Chris and I carried on through the big high-level chambers, the Minarets and we found our way down to the stream at Oxbow Corner. We then followed the Main Drain to Fall Pot. The Main Drain was fantastic. The level was just enough to be exhilarating without being scary. We reached Fall Pot around 15:45, so decided to tag on the fun of Wilf Taylor's passage. This too was superb and we were a bit weary when we arrived at the base of the Lancaster Hole pitch. We ascended this and were out by 17:10. We got back to the farm about half past and checked to make sure John's car had gone - it hadn't (or so we thought) & thus our elation turned to concern.
Chris set off across the top path back towards Wretched Rabbit. I phoned Alison to let her know what we were doing (a short drive down the road was needed to get a signal) and set off to Wretched Rabbit via Lancaster Hole. We had an assortment of short rope and pulleys, etc. in case John had worsened and not been able to make the climbs. Chris checked down the climbs and no sign. We met outside County as he was returning. We felt it was serious and was probably beyond what the 2 of us could do, so agreed that Chris would head back and call CRO (Cave Rescue Organisation) and I would search Wretched Rabbit to Stop Pot, where we'd last seen John. I was very pleased not to find John, so made short loop via the stream and Eureka Junction, then back out of Wretched Rabbit. My mind was working on alternative possibilities and I became convinced that John wasn't in the cave and thought that the most likely answer was that he'd arrived back at the car still feeling dizzy, decided not to drive and arranged to be picked up.
I returned to Bull Pot Farm, arriving just as CRO were beginning to assemble. I told them my findings / theory and suggested they try to contact John before sending anyone underground & this should be pretty easy for them through their links with UWFRA (Upper Wharfedale Fell Rescue Association) of whom John is a team member. This they did as their team were kitting up & contact was made before anybody was tasked. There was much relief all round and nobody was upset at being turned out, then stood down. There were a few familiar faces (Andy Whitney, Dave Ramsey) who had been quite concerned, knowing that John shouldn't have had any problem making his own way out and were very relieved to know he was fine.

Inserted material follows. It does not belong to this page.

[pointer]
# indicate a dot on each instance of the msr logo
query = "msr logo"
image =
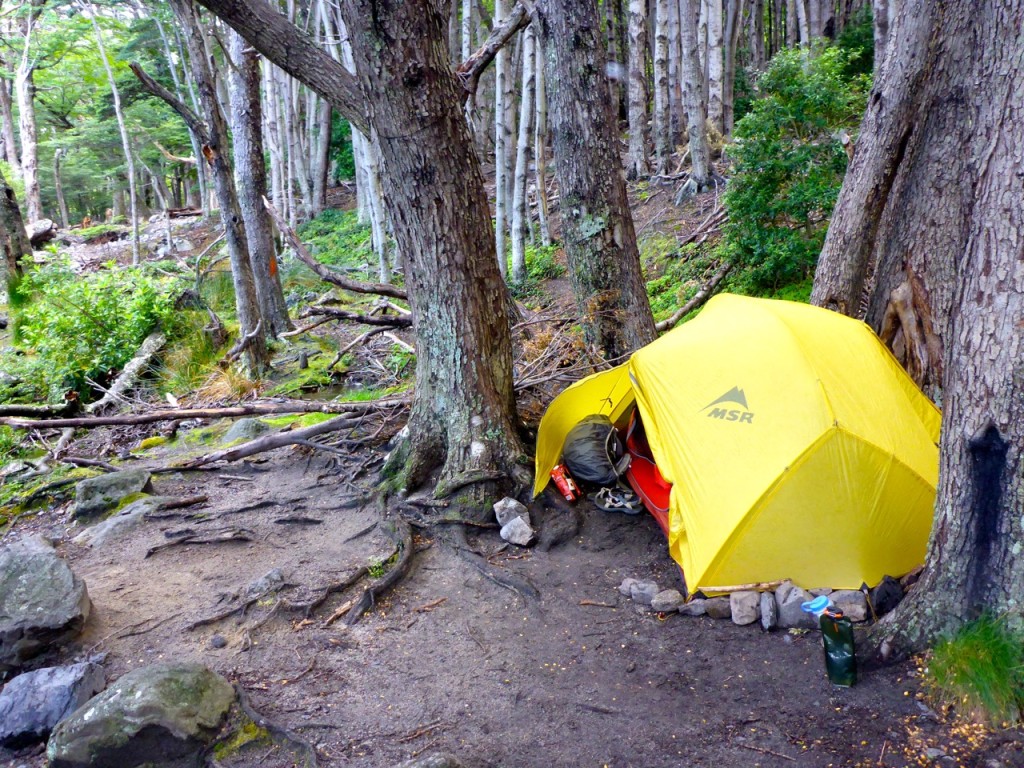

We discovered from John later that he'd driven his own car away, but that whilst we were underground, someone else had parked a fairly similar car just in front of John's. I've exchanged a few emails & had a couple of conversations with CRO members since and everyone was fine about being called out. It did look an awful lot like John's car and was parked very close to where his was.
It proved an eventful day and provided us with a bit of extra exercise (funny how you can rally when necessary, even though we felt pretty tired coming out of Lancaster). It was also good to see the selfless commitment of CRO turning out to help a fellow caver in need, even though he wasn't and was blissfully unaware of the concern.